The card game Doppelkopf is played with four players. Every player receives 12 of the 48 cards. The 48 cards consist of 26 trump cards and 22 other. A trump poverty is what we call the scenario that a player has less than 4 trump cards. If the cards are dealt randomly, what is the probability that at least one player has a trump poverty?
This looks like it can be solved very easily via the inverse, like so:
Deal every player 4 trump cards, then deal every player 8 more cards.
However we failed to do this without double counting. Can this be done without case distinctions?
Outline: Call the players A, B, C, D. Note that we cannot have $3$ trump poor players, since then they would have at most $9$ trumps between them, and $9+12\lt 26$.
(i) Find the probability that A has trump poverty. This should not be difficult.
Now multiply by $4$. This overestimates the required probability, for we have double-counted the situations in which, for example, A and B both have trump poverty.

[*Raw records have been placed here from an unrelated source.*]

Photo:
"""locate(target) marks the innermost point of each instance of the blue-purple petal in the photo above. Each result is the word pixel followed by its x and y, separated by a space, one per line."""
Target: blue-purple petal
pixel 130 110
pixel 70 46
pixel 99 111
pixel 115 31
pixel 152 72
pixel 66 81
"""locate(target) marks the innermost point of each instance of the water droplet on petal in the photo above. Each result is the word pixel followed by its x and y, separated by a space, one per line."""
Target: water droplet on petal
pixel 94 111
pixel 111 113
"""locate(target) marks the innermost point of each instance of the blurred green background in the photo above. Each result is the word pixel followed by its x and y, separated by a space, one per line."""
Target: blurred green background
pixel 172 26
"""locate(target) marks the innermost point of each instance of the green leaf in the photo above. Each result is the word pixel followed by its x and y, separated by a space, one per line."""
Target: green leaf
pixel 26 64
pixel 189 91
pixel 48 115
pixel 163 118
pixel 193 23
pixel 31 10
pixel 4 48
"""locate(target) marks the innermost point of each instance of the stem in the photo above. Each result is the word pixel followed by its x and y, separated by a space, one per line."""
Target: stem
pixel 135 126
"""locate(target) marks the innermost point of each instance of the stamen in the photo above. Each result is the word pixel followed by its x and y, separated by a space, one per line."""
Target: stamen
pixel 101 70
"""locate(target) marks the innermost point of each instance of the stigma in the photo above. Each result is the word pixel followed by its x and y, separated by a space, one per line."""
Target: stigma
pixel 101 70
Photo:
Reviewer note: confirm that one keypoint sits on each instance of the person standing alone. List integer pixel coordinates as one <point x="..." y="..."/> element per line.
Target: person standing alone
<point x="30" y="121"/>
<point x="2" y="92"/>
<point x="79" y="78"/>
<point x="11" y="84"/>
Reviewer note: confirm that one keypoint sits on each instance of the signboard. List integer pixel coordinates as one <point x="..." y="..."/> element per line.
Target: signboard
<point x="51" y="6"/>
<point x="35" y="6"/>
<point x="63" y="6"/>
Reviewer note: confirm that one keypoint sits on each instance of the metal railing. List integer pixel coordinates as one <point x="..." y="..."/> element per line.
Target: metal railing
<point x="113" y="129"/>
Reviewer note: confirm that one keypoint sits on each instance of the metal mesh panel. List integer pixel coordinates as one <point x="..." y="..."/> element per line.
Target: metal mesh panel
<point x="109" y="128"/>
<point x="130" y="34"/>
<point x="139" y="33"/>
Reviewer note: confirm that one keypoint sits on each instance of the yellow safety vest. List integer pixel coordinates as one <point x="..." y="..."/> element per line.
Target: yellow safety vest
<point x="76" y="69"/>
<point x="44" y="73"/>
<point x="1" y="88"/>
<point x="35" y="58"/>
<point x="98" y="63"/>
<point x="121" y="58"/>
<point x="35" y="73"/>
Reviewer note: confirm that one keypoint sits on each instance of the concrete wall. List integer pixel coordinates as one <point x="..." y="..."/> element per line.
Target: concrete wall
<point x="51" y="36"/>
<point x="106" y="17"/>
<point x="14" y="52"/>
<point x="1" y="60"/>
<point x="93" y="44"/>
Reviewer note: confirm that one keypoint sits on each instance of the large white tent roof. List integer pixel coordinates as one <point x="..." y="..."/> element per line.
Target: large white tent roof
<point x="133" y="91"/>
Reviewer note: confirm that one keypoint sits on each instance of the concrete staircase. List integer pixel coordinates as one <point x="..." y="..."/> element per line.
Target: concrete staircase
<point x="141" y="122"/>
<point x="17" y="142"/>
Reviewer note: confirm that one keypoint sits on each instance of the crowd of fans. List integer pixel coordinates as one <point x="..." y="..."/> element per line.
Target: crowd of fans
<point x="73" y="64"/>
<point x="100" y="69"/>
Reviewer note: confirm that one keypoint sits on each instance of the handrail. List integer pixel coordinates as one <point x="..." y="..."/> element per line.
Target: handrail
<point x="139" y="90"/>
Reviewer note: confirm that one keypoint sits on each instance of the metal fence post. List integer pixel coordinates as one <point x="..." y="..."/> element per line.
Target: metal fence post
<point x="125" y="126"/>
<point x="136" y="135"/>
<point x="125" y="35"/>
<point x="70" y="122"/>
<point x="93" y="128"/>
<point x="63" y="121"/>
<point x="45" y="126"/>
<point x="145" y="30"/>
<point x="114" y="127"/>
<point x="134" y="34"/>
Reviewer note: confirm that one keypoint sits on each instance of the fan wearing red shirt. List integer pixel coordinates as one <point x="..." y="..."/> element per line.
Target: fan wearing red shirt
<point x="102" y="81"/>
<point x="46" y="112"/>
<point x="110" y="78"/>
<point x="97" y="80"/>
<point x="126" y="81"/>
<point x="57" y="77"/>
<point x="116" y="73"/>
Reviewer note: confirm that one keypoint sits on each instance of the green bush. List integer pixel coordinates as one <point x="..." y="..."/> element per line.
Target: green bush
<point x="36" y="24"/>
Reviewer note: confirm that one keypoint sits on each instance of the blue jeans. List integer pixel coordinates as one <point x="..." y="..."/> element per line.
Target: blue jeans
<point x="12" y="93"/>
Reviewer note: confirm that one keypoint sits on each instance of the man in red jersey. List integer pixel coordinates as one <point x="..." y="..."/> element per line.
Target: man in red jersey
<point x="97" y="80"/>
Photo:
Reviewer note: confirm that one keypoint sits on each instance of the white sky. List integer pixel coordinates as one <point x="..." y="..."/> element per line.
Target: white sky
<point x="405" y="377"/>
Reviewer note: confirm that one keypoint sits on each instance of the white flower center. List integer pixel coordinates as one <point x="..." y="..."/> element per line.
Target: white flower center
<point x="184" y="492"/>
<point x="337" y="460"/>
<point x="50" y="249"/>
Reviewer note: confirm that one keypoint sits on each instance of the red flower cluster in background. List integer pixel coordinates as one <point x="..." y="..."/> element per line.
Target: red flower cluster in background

(ii) Find the probability that A and B have trump poverty, multiply by $\binom{4}{2}$, and subtract from the estimate in (i).
Finding the probability that A and B have trump poverty is a little unpleasant. One way is to divide into cases: A has $0$ trumps, $1$ trump, $2$, $3$. It will take a while but the calculations are routine.
Remark: If one has some programming experience, one can set up a simulation and get reliable estimates.